Zur Zeit werden ca. 30 Ausbildungsberufe an der BBS Vulkaneifel beschult und weil in einigen Berufen die Anzahl der Auszubildenden stark rückläufig ist, reagiert die BBS Vulkaneifel mit unterschiedlichen Maßnahmen, um den Auszubildenden auch weiterhin den Besuch einer wohnortnahen Berufsschule zu ermöglichen, beispielsweise durch die Einrichtung von Jahrgangssammelklassen oder sogenannten Y-Zügen. Und dies alles mit dem vorrangigen Ziel, die Region Vulkaneifel weiterhin für Betriebe und junge Menschen attraktiv und lebenswert zu gestalten.

„Hier in der Region ist Leben und wird auch weiterhin Leben bestehen, in der Vulkaneifel lässt es sich nämlich hervorragend leben und arbeiten.“ Mit dieser Feststellung beginnt Bildungsministerin Frau Dr. Stefanie Hubig ihr Grußwort. Die BBS Vulkaneifel sei, so die Ministerin, eine Entwicklungs- und Begegnungsstätte, die es ausgezeichnet verstehe, Chancen zu sehen und zu ergreifen. Durch die Teilnahme an BS 20 habe sie eine für die Region passende Antwort gefunden, um den Anforderungen des demographischen Wandels Rechnung zu tragen, den Auszubildenden lange Wege zur Schule zu ersparen und so dem Fachkräftemangel im ländlichen Raum entgegenzuwirken. 

Ein weiterer entscheidender Baustein für eine moderne und flexible Schule sei neben den bereits erfolgten strukturellen Maßnahmen eine besondere Priorisierung der Digitalisierung.

Welche Möglichkeiten gerade die BBS Vulkaneifel diesbezüglich bietet, erläutern Schulleiter Günter Karst und sein Stellvertreter Walter Doenhardt in einem intensiven Austausch mit der Ministerin, mit Frau Yvonne Anders, die innerhalb des Bildungsministeriums für die strukturelle Weiterentwicklung der berufsbildenden Schulen verantwortlich zeichnet, sowie Ralf Britten als dem zuständigen Referenten bei der ADD Trier.

Wie die BBS Vulkaneifel diese Herausforderungen im Schulalltag meistert, davon kann sich die Ministerin bei einem anschließenden Rundgang überzeugen.
E-learning ist an der BBS Vulkaneifel kein Fremdwort. Lernplattformen wie Moodle haben schon längst Einzug in den Schulalltag gefunden, wie Schülerinnen und Schüler der neu organisierten Höheren Berufsfachschule und Auszubildende zu MFA und ZFA eindrucksvoll demonstrieren.

 

Ein besonderes Highlight für alle Beteiligten stellt der Besuch der KFZ-Werkstatt dar.
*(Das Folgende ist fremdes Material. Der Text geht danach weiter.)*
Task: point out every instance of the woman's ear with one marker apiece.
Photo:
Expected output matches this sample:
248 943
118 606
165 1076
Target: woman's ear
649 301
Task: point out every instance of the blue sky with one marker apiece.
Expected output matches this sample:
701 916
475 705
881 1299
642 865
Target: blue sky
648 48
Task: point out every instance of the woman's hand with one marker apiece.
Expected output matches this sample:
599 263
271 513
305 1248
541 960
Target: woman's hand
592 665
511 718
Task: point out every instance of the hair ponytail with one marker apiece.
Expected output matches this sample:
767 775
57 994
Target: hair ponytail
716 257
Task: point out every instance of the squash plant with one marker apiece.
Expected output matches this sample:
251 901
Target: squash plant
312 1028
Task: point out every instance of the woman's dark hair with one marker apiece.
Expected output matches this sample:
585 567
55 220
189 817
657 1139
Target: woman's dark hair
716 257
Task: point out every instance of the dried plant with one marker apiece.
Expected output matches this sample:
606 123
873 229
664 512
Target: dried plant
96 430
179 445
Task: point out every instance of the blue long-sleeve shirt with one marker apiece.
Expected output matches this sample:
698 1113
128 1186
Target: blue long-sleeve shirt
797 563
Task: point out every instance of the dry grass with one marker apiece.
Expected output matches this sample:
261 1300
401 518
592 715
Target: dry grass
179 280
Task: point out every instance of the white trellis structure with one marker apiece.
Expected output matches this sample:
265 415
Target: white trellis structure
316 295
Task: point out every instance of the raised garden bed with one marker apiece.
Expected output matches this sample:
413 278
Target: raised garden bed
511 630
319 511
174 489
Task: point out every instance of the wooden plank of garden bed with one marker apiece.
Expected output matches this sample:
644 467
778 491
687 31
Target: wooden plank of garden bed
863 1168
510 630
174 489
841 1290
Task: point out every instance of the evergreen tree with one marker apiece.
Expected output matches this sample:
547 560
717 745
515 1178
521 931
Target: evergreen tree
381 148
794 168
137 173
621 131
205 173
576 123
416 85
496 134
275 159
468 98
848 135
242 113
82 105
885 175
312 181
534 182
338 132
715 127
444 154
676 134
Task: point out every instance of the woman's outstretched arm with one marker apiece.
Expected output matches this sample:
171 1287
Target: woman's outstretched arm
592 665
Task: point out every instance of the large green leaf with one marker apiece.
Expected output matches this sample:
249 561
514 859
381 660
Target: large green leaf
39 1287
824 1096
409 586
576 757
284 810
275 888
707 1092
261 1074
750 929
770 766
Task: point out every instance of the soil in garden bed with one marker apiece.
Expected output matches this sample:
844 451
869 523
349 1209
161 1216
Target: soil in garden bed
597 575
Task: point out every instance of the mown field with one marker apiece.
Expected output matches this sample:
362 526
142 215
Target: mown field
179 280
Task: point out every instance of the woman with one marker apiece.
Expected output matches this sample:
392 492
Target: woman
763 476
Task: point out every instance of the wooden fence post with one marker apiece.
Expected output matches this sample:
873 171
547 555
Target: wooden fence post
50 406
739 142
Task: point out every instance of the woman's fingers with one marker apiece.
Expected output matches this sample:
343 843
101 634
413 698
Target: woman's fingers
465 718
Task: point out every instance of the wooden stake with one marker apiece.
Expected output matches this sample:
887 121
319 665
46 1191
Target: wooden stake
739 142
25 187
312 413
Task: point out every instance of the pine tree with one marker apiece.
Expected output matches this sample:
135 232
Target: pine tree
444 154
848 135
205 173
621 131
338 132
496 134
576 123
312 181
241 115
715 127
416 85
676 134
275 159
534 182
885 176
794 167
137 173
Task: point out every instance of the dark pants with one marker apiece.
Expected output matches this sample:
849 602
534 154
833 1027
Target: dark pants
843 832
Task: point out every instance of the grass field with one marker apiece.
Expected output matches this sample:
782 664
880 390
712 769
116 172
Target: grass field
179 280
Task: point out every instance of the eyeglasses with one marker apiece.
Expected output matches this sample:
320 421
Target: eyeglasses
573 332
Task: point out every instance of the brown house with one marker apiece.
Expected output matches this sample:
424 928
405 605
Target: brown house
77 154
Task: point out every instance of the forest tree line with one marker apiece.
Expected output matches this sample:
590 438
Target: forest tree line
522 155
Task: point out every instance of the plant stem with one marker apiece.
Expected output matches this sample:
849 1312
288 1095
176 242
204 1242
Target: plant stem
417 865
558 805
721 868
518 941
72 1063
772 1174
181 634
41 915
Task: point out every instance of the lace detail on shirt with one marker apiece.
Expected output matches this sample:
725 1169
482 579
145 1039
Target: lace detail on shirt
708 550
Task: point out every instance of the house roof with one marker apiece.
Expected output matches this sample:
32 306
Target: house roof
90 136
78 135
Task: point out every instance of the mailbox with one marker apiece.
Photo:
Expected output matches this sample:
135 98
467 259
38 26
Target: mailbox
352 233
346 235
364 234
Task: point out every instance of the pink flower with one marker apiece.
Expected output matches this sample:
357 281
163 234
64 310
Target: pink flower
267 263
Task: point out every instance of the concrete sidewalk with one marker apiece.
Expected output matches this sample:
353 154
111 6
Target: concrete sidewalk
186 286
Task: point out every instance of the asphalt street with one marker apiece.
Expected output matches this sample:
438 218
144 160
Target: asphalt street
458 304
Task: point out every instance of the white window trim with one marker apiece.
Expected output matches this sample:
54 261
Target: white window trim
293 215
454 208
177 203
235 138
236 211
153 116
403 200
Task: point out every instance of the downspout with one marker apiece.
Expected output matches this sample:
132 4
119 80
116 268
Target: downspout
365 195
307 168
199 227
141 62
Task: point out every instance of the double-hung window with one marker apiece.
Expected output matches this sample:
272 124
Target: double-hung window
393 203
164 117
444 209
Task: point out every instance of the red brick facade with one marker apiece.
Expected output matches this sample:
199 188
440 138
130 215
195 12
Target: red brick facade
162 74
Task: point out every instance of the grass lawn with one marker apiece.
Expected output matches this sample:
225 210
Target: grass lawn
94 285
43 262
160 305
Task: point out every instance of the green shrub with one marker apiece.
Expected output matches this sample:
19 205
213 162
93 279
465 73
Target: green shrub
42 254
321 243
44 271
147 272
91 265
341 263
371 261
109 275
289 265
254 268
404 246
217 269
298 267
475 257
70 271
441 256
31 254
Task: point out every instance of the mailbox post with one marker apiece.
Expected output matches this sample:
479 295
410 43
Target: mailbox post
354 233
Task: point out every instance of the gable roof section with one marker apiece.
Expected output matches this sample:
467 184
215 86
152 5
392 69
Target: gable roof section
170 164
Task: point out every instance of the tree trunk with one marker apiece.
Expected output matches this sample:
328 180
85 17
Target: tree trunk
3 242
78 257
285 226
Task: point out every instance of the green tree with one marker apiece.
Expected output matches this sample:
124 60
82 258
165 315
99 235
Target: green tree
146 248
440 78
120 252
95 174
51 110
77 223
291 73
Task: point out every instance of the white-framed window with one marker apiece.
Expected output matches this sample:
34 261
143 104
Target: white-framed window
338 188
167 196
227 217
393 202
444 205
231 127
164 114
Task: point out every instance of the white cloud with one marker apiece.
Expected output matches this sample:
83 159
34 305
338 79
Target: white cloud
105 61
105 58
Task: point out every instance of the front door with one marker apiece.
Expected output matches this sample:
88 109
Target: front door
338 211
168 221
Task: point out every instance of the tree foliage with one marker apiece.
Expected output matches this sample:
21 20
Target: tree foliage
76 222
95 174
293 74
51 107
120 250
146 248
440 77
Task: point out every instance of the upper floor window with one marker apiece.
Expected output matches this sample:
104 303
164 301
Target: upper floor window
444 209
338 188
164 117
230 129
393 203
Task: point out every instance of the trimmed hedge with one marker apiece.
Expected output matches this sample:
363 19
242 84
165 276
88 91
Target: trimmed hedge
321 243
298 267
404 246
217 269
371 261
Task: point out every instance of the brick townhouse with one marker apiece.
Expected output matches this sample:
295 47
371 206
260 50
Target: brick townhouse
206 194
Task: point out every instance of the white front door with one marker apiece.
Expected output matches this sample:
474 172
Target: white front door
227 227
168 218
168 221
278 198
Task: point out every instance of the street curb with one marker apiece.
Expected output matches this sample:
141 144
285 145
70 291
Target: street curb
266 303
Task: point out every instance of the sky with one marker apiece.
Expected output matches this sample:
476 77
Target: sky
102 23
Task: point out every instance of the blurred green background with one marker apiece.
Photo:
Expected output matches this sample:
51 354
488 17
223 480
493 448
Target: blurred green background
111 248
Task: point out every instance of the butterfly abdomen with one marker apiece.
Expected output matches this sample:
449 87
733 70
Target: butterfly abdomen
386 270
Eindrucksvoll demonstrieren hier angehende KFZ-Mechatroniker und Berufskraftfahrer, welche Möglichkeiten sich ihnen und den Betrieben durch den Einsatz von Electude eröffnen, einer Cloud-basierte KFZ-e-learning-Plattform. 
Sie ermöglicht es Ausbildern in den Betrieben und Azubis im Berufsschulunterricht Aufgaben und Aufträge, Unterrichtseinheiten und Tests zu erstellen, zu verwalten, auszuwerten und zu beurteilen. Die Auszubildenden können Aufgaben an jedem Ort und von so gut wie jedem mit dem Internet verbundenen Gerät bearbeiten.


Interessiert lässt sich Frau Ministerin Hubig in die Welt der KFZ-Technik entführen - und das nicht nur theoretisch, sondern vor allem auch praktisch. Beherzt besteigt sie einen riesigen MAN-Truck, um sich im Führerhaus selbst von Funktionalität und Praktikabilität der Lernplattform zu überzeugen.


Sicher auch weil sich die BBS Vulkaneifel gleichermaßen den Herausforderungen des demographischen Wandels und der Digitalisierung stellt und diesbezüglich praktikable Lösungen anbietet, kommt die Ministerin in ihrem Fazit zu einem Urteil, das uns als Schulgemeinschaft sehr freut, wenn sie konstatiert: „Die BBS Vulkaneifel ist eine der besten BBSen in Rheinland-Pfalz.“

Dieses Zeugnis nehmen wir als Schulgemeinschaft gerne an, wohl wissend, dass man sich eine Note immer wieder neu erarbeiten und verdienen muss.